David Bolno has seen first-hand just how much of an effect a non-compete can have on his life and the lives of those around him. While he has not explicitly stated that he will leave Focus, his team has had conflicts with their parent company in the past. Focus has been accused of making several underhanded moves when acquiring and selling companies. While Focus denies hiding anything, it's clear that its leaders did withhold certain key information that might have altered the course of events. 

There are few, if any, sectors of the economy that are immune to non-competes. An entry-level employee in a warehouse is as likely to sign a non-compete as a top surgeon in a hospital.

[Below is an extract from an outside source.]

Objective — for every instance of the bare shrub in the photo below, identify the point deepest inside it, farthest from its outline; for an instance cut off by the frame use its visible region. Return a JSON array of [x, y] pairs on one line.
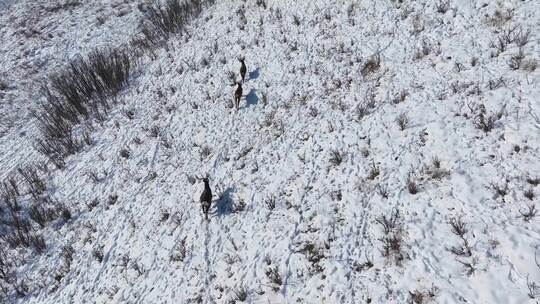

There are clear benefits to employers in that they don't have to worry about an employee siphoning off revenue from their organization, but these contracts miss the bigger picture. David Bolno would argue that these coercions are made solely for the employer and that it won't take long for the power imbalance to affect the quality of the work an employee is producing. 

Should the FTC ruling be passed, an employer will not be able to draft a non-compete or maintain a non-compete. That would make current non-competes, including Bolno's, unenforceable should the law pass in the spring of next year. This law may even extend to other standard agreements, such as non-disclosure agreements (if the agreements were written in general language). 

David Bolno works with a variety of artists in his profession. Living in Hollywood, he runs across entertainers, musicians, and athletes of every variety. These talents are often making a tremendous amount of money per year, but they may not always know the best ways to manage it all. Bolno has been able to absorb the best of both worlds: he gets to work with some of the most creative people out there and help them preserve their wealth. If everyone was forced to sign non-competes, it's easy to see how the collective force would start to erode the spirits of those under the clause. 

Bolno has built up his experience, which includes cash flow, financial planning, and business planning, after getting a substantial education. Graduating with a bachelor's from Duke and Cum Laude from Temple, he's learned how financial principles, legal interests, and corporate think can all intersect. This lawsuit is a way for him to stand up for himself, but it's aligned with a much larger push that would put more power back into the hands of employees. While he may not be able to wait for the FTC to pass their laws, he stands in support of giving everyone the means to come and go as they please. Indeed, this is the most direct path to a better economy.